Santos, an ally of President Alvaro Uribe, led with 46.8 percent of votes, while Mockus, a former Bogota mayor, had 21.38 percent with about 52 percent of polling stations counted, according to electoral authorities.
Neither candidate appeared likely to win the more than 50 percent votes to clinch outright victory.
A staunch Washington ally, Uribe steps down in August still popular after two terms dominated by his war against drug-trafficking rebels, and his pro-business approach that attracted foreign investment especially in oil and mining.
Santos, a U.S.- and British-educated economist, led early campaigning, but Mockus, the son of Lithuanian immigrants who is also a former university professor, surged with a Green Party campaign against graft and “politics as usual.”

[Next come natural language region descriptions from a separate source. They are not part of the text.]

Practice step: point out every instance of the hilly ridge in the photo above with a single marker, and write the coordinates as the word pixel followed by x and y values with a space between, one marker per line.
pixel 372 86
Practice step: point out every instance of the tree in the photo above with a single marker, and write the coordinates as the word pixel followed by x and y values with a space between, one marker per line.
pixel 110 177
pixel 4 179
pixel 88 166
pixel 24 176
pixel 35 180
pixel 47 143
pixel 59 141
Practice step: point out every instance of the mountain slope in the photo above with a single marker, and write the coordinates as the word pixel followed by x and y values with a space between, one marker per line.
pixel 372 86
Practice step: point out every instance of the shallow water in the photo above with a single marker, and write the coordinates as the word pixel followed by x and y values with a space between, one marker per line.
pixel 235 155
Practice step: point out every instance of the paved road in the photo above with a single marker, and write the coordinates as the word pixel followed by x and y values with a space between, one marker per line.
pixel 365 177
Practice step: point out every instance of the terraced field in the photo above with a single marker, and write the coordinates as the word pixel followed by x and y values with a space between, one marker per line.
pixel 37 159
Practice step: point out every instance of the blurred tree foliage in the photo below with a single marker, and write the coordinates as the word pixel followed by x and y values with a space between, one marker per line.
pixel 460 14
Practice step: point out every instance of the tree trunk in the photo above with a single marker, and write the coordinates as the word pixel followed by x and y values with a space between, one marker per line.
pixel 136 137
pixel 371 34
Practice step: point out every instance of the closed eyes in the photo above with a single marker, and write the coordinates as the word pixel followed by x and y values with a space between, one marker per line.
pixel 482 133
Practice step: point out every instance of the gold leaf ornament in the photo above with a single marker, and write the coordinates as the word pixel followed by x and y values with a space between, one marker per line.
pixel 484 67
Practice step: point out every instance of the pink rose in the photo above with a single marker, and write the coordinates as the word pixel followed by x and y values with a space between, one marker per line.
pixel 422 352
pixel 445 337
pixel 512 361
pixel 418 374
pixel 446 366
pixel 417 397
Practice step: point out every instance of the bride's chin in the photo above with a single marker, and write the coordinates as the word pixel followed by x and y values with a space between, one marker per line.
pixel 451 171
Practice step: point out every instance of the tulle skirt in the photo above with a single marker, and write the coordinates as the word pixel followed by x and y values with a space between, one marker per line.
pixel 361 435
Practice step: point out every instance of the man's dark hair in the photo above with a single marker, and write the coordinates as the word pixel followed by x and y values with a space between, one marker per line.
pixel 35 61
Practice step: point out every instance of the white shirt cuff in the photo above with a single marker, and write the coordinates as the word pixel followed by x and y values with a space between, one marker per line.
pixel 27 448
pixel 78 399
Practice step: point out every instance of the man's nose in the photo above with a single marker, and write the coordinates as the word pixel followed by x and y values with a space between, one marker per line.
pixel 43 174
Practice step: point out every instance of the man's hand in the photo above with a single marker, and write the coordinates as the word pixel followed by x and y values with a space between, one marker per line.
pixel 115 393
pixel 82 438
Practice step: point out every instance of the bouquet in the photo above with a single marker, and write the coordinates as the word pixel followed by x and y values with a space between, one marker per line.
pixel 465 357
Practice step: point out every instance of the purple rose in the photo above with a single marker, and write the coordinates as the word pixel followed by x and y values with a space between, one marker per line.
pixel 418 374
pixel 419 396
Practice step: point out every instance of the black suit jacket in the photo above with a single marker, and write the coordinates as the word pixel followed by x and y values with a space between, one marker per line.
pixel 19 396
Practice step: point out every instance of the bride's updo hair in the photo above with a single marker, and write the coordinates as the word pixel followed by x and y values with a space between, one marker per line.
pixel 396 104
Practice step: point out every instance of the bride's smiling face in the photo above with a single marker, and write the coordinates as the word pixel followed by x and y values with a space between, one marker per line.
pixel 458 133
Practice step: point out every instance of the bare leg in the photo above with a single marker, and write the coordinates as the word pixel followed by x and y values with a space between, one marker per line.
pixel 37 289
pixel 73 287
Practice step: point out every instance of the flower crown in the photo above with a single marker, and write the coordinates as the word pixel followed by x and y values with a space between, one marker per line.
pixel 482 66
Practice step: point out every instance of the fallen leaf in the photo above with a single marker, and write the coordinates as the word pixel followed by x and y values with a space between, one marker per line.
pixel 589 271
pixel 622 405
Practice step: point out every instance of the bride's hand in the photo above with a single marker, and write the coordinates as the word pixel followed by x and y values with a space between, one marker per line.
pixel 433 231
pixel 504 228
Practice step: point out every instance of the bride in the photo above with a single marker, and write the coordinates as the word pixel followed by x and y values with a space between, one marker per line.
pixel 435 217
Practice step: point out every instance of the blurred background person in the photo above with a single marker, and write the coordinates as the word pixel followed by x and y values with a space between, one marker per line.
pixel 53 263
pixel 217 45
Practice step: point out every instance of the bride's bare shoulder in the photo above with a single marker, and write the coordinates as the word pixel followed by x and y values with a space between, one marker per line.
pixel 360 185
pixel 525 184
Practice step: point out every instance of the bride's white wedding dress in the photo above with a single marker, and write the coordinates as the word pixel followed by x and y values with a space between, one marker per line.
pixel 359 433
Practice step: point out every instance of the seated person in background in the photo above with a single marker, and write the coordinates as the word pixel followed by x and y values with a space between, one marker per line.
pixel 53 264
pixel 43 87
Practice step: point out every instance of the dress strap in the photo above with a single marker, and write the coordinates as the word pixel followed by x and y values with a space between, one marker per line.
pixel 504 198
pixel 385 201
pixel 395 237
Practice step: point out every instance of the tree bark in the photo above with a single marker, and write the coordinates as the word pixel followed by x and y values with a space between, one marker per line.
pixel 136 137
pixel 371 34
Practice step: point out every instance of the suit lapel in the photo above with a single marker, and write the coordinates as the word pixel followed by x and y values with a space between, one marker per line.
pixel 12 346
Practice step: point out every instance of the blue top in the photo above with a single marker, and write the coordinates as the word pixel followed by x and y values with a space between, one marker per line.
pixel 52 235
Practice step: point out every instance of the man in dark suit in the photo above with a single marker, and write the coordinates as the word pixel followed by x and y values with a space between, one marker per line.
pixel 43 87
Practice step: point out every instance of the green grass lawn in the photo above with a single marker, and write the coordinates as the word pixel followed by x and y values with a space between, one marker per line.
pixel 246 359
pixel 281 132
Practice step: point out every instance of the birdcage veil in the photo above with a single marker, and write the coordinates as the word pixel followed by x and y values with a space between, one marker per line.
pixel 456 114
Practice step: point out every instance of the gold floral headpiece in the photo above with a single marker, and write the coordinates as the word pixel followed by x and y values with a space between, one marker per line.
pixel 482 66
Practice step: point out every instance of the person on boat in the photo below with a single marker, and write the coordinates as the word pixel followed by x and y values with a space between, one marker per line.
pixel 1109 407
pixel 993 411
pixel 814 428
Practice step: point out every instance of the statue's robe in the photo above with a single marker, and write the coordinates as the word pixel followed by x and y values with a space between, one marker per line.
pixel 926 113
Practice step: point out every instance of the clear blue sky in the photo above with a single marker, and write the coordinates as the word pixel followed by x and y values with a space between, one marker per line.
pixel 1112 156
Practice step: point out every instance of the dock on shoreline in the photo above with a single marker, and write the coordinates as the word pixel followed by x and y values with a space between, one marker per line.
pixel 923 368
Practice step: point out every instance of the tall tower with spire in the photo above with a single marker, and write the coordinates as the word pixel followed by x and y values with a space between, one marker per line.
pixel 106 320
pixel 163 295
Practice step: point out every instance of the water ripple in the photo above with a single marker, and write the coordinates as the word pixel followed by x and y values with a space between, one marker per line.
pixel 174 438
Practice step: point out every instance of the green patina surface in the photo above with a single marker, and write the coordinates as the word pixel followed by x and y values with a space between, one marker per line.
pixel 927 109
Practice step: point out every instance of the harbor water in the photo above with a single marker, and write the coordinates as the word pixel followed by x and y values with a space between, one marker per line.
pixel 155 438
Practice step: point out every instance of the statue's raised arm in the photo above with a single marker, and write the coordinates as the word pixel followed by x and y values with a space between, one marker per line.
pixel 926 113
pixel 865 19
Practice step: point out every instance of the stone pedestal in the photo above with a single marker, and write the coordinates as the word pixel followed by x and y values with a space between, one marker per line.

Both front-runners say they will keep Uribe’s tough security and pro-market economic policies applauded by investors, and analysts see little long-term impact on the peso or local TES bonds whoever wins.
Polls show Colombians now more concerned with joblessness, education and healthcare than guerrilla violence, and many become weary of the scandals over human rights and corruption that blemished Uribe’s second term.
Alliances will be key in a second round. As head of Uribe’s U Party, Santos will seek out the Conservative and Cambio Radical parties. Mockus, whose Green Party, has few seats in Congress, claims the moderate middle ground.
The next leader inherits better security and investment but also a slow economic recovery, a wide deficit, double-digit unemployment and a trade dispute with Venezuela, where socialist President Hugo Chavez is riled over U.S. influence.